User:Iritscen/PageCountAudit

From OniGalore
< User:Iritscen
Revision as of 17:28, 16 April 2013 by Iritscen (talk | contribs) (+cat)
Jump to navigation Jump to search

Magic words

These first two magic words provide easy answers to the amount of content on the wiki, but are they accurate and useful?

NUMBEROFPAGES: 4,642

MW code says: Simply count all entries in page table.

Iritscen says: Though problematic in the past, this magic word now matches the grand total (see below) of all PAGESINNS counts, including files and redirects. However, we don't really want to display that catch-all number on our main page.

NUMBEROFARTICLES: 901

MW code says: From MW 1.18 on, if the count method global is set to 'link', the software gets a distinct count of the entries in the pagelinks table, "pl_from" field, that match those page ids. In other words, it filters out pages that do not link to other pages (the reasoning presumably being that "those aren't real wiki pages" if they're not connecting to anything else). It also filters out redirects. If the method is set to 'comma', it counts all non-blank pages (yes, really).

Iritscen says: Okay, $wgArticleCountMethod has now been set to 'comma'.

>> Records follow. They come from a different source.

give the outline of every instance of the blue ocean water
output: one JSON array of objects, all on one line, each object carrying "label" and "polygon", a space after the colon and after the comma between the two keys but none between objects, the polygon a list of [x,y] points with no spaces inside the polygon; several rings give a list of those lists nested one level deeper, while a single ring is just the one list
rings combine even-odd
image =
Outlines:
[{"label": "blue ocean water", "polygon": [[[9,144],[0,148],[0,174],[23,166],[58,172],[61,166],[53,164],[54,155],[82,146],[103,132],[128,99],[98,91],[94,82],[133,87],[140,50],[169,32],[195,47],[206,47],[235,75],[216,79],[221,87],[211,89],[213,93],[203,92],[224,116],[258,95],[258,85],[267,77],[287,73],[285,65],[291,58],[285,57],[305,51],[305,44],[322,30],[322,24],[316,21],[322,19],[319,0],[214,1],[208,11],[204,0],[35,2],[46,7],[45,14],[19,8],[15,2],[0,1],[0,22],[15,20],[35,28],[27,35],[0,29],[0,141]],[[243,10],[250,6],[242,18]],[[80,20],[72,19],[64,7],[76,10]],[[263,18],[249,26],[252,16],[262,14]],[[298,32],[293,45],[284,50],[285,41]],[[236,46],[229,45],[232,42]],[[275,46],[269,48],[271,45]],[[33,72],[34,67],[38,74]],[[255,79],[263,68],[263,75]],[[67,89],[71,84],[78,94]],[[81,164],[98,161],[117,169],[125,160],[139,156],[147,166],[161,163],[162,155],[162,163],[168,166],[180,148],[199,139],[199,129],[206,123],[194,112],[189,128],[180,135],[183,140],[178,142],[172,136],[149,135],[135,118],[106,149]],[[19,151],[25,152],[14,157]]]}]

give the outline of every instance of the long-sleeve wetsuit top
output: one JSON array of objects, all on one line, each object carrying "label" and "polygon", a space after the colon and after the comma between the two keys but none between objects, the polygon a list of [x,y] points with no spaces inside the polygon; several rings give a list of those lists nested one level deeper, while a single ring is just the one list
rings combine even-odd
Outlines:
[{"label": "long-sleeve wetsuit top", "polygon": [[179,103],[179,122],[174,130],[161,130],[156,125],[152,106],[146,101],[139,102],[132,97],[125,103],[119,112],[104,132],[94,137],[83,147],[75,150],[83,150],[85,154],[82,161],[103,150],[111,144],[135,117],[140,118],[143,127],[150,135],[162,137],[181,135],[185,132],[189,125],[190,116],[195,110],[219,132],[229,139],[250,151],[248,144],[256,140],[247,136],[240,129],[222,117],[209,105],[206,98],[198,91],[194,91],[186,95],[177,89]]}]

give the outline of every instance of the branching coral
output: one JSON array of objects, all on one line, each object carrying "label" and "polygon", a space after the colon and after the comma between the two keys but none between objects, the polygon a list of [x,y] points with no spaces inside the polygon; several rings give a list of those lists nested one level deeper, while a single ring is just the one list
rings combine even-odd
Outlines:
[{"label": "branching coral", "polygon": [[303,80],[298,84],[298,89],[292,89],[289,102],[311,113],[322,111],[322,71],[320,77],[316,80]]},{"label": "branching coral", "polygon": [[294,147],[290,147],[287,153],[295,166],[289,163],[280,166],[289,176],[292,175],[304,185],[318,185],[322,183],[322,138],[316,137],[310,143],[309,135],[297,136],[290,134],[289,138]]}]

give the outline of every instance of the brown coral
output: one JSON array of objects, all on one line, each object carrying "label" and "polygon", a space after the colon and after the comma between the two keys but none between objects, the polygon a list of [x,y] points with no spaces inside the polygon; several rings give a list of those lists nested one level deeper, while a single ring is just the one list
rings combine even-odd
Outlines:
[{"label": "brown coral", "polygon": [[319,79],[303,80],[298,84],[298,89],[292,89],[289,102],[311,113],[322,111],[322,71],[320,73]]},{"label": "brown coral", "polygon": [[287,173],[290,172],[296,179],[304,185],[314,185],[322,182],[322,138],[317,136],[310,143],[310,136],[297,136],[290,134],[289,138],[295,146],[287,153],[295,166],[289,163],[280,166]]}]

PAGESINNS, AKA PAGESINNAMESPACE: These counts agree with the number of pages displayed for each namespace on the Special:AllPages page, which provides some much-needed verifiability. However, since Allpages counts redirect pages, that means that PAGESINNS does too. Therefore, we can't use a straight sum of PAGESINNS results as our page count. See final section for the adjusted number.

PAGESINNS breakdown:

  • Namespace Media has ID -2, but we can't get a page count
  • Namespace Special has ID -1, but we can't get a page count
  • Namespace Main does not return an ID number, but apparently it's 0, because {{PAGESINNS:0}} returns 749 pages, which agrees with Special:AllPages
  • Namespace Talk has ID 1 and 113 pages
  • Namespace User has ID 2 and 123 pages
  • Namespace User talk has ID 3 and 51 pages
  • Namespace OniGalore has ID 4 and 15 pages
  • Namespace OniGalore talk has ID 5 and 2 pages
  • Namespace File has ID 6 and 2,665 pages
  • Namespace File talk has ID 7 and 17 pages
  • Namespace MediaWiki has ID 8 and 39 pages
  • Namespace MediaWiki talk has ID 9 and 1 pages
  • Namespace Template has ID 10 and 131 pages
  • Namespace Template talk has ID 11 and 6 pages
  • Namespace Help has ID 12 and 2 pages
  • Namespace Help talk has ID 13 and 2 pages
  • Namespace Category has ID 14 and 191 pages
  • Namespace Category talk has ID 15 and 6 pages
  • Namespace BSL has ID 100 and 60 pages
  • Namespace BSL talk has ID 101 and 6 pages
  • Namespace OBD has ID 102 and 191 pages
  • Namespace OBD talk has ID 103 and 36 pages
  • Namespace AE has ID 104 and 23 pages
  • Namespace AE talk has ID 105 and 15 pages
  • Namespace Oni2 has ID 108 and 37 pages
  • Namespace Oni2 talk has ID 109 and 18 pages
  • Namespace XML has ID 110 and 125 pages
  • Namespace XML talk has ID 111 and 18 pages

All articlespaces (without File) totalled using PAGESINNS: 1686

All talkspaces totalled using PAGESINNS: 274

All contentspaces (as currently defined in $wgContentNamespaces = {0, 2, 100, 102, 104, 108, 110}) totalled using PAGESINNS: 1308

The grand total for all namespaces (including File) is: 4642

Redirects

There were 305 redirects as of 4/5/13 according to Special:ListRedirects.

Redirect breakdown:

  • Main: 267
  • Talk: 0
  • Help: 1
  • Help talk: 1
  • File: 0
  • File talk: 0
  • AE: 5
  • AE talk: 1
  • BSL: 2
  • BSL talk: 0
  • OBD: 22
  • OBD talk: 0
  • OniGalore: 3
  • Oni2: 3
  • Oni2 talk: 0
  • User: 0
  • User talk: 0
  • XML: 0
  • XML talk: 0

Conclusion

NUMBEROFPAGES is too broad to be useful, but now that the page-count method is 'comma', I am able to reconcile NUMBEROFARTICLES with PAGESINNS. PAGESINNS in turn reconciles with AllPages, which lists each page onscreen and is thus verifiable by a direct count (which I have done in the past). So to see how the math works out, we can get the directly-verifiable count by using PAGESINNS on all "content" namespaces, and then manually subtracting redirects as counted above.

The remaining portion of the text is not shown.